TOP TREND 2023, OFFICE BUILDING BUST: NEW YORK CITY’S WORKFORCE SHARPLY SHRINKING

Office Building Bust

New York City’s economy added just 13,500 jobs in December, leaving payrolls about 12 percent smaller than before the COVID era. 

That translates to 300,000 fewer jobs in town.

The city’s unemployment rate is now 6 percent, almost double the national rate, The New York Post reported.

Black and brown communities have lost the most jobs and are regaining them slower than other groups, according to a recent study by The New School.

“New York City had some of the strictest COVID mandates and, because we’re so reliant on office workers, tourists, and transient workers, we had additional struggles,” Andrew Rigie, executive director of the New York City Hospitality Alliance, said to the NYP.

“Accommodations and food services are still down,” he added. “Nearly 50,000 jobs [in hospitality] are missing compared to [pre-COVID] levels. That’s the size of a small city.”

The hotel industry alone is 13,000 jobs and 11,000 rooms smaller, lagging the industry’s recovery in London and Paris, according to Vijay Dandapani, CEO of the New York City Hotel Association.

Hospitality and construction are the slowest industries in the city to recover.

New York lost roughly one million workers in March and April 2020 as politicians slammed the city shut against the virus. The city now has about four million people working in it.

“The city’s job losses as of fall 2022—two and a half years after [COVID’s] onset—stem mostly from the employment decline in lower-paid, face-to-face industries most immediately affected by public health business restrictions and subject to the lingering effects of changed commuting and hybrid working patterns,” James Parrott, director of The New School’s study, told the NYP.

The city’s own workforce has shrunk 6.4 percent from 2019, the largest decline since 2008 at the onset of the Great Recession, the report said.

The mayor’s office expects the Big Apple’s labor force to return to pre-COVID levels by 2025, while governor Kathy Hocul has predicted it could take a year beyond that.

Much of the public- and private-sector job loss is due to the rise of remote and hybrid office work. 

Pre-COVID, as many as a million commuters came into the city each day. Now the office occupancy rate is a scant 47 percent of what it was in 2019, according to city figures.

“It’s a vicious cycle” that when commuters stop commuting, retail and service workers lose their jobs, Tom Grech, president of the Queens Chamber of Commerce, commented to the NYP.

TRENDPOST: We were the first to forecast an office building bust when the COVID War began in 2020. And in the 22 June 2021 Trends Journal reported extensively on the financial implications of the swift shift from traditional office work to working from home. (See “OFFICE WORKERS’ SLOW RETURN ENDANGERS LANDLORDS, CITY FINANCES” and “ONE-THIRD U.S. WORKERS WILL QUIT IF FORCED TO RETURN TO OFFICE.”)

And now our Top Trend 2023, “Office Building Bust” has become clear to the mainstream media.

In our forecast, we predicted that the office property crisis will accelerate through 2023 as landlords face stiffer competition to get and keep tenants, wrangle with local governments to try to minimize their tax assessments, and see their margins shrink—many to the point of disappearing.

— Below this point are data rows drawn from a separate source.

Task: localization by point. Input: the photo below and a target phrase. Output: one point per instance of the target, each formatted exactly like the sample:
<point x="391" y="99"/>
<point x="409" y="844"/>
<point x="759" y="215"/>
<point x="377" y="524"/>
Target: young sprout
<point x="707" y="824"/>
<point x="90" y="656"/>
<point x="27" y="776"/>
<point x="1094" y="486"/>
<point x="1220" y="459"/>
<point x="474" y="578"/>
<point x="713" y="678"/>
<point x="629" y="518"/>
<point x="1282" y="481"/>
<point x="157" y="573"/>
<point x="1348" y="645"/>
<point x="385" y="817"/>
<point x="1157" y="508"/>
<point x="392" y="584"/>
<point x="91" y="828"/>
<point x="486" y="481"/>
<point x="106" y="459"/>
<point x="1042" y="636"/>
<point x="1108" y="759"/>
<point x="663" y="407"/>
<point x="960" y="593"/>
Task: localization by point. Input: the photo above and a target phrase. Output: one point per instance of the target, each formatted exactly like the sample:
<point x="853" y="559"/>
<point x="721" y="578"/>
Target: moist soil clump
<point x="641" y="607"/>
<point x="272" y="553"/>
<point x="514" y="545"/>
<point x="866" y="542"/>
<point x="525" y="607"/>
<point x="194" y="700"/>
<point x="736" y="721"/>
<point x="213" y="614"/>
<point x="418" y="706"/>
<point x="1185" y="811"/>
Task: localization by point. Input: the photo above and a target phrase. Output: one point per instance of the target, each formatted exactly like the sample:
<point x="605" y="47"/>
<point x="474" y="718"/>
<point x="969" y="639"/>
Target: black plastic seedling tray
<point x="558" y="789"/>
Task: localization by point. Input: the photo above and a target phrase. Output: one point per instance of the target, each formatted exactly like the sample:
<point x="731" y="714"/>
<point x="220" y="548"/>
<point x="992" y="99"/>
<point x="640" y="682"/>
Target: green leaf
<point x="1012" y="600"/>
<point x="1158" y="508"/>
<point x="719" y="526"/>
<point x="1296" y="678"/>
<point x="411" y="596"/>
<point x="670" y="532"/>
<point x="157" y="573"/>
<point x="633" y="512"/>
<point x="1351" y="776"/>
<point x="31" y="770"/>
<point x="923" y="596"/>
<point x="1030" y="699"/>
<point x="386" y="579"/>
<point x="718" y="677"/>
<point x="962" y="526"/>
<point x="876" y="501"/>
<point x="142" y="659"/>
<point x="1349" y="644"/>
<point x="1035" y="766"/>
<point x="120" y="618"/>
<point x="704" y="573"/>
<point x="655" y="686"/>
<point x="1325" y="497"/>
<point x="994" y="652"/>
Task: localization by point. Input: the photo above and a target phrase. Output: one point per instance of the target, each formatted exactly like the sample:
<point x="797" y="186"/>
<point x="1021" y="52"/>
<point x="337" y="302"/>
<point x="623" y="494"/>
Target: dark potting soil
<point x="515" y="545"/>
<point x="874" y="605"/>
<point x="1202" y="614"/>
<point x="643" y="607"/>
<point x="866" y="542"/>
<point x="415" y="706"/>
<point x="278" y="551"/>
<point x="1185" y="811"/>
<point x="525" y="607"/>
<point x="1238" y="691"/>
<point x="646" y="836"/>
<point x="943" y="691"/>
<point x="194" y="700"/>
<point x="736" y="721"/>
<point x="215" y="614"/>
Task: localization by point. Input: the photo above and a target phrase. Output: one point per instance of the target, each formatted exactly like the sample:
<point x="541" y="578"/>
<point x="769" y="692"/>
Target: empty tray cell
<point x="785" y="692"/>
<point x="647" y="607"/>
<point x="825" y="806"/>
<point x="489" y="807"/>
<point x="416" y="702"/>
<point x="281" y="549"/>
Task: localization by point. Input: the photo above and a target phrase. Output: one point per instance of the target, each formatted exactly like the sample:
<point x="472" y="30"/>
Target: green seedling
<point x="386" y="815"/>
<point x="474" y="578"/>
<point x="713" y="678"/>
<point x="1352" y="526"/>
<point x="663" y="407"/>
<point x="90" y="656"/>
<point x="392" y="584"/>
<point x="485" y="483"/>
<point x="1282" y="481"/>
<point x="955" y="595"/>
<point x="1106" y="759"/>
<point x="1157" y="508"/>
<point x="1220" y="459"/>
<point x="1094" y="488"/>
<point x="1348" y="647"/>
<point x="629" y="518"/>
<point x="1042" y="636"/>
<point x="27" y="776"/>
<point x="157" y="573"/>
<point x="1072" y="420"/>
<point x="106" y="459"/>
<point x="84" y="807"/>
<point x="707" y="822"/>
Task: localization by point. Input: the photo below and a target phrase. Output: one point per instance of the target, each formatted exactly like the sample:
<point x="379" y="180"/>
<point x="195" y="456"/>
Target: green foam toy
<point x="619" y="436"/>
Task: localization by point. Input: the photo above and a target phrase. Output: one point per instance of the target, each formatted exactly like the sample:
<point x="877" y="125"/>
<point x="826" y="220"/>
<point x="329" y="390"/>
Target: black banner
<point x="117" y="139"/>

As interest rates continue to rise—as they will through at least the first half of this year—many landlords with adjustable-rate mortgages or loans needing to be refinanced will hand their keys back to their lenders or offer their buildings for sale at fire-sale prices.

Property owners will consolidate, with those having deep pockets or access to cash buying up others on the cheap.

As property values are reassessed downward, cities are confronting hard decisions about which workers and services to cut, a trend now biting into municipal budgets that we reported in “As Forecast: Business Office Bust Begins to Bite” (20 Dec 2022).